A source is spread out over an entire segment. So when you change the
number of segments, you change both the length and the effective
position of the source. When the source is at the bottom of a quarter
wavelength radiator, small changes in source position don't make much
difference in the impedance seen by the source. However, when the
antenna approaches a half wavelength, the source impedance changes quite
dramatically with source position. Consequently, you'll see substantial
changes in reported source impedance with segmentation in that case.
This might or might not be the cause of what you're seeing. As an
experiment, you might try moving the source up one segment and see how
big a difference it makes.

Whenever the result is very sensitive to small changes in the model, you
shouldn't expect a real antenna to come out exactly like the model
predicts, since small differences between the model and real antenna
will likewise cause significant differences.

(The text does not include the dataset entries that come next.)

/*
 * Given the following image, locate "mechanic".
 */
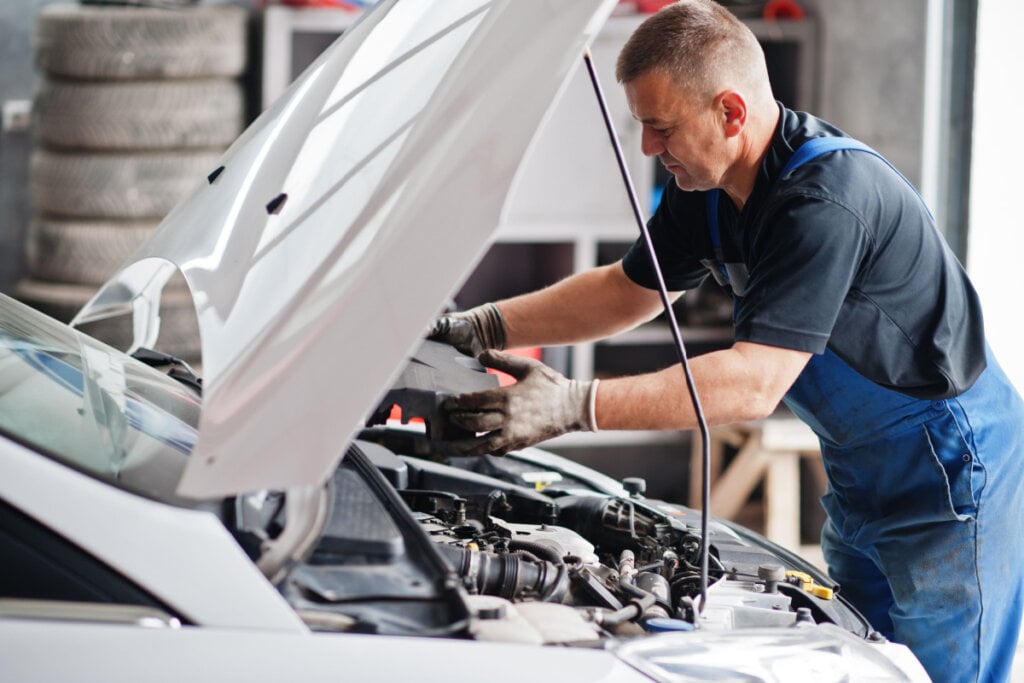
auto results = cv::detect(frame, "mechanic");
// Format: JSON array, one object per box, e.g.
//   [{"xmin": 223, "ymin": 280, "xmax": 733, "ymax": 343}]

The absolute length doesn't matter -- a 146 MHz antenna will be no more
or less sensitive to the same amount of change (in terms of percentage
of the antenna size or of the wavelength) than a 3.5 MHz antenna if both
are proportioned the same. In fact, 146 MHz antennas are typically
considerably fatter in terms of wavelength than 3.5 MHz antennas, and
this makes them less sensitive to small changes.

Roy Lewallen, W7EL

wrote:
I found that increasing the number of segments had a significant change
in the input Z. The material I read on 5/8 antennas indicated the real
part of the Z was near 50 ohms. I could not get that result until I
increased the number of segments. Guess it is cause 146 MHZ antennas
are a good bit shorter than 3.5 MHZ antennas, and any small deviation
such as lenght, or # of segments will change the end results.
Gary N4AST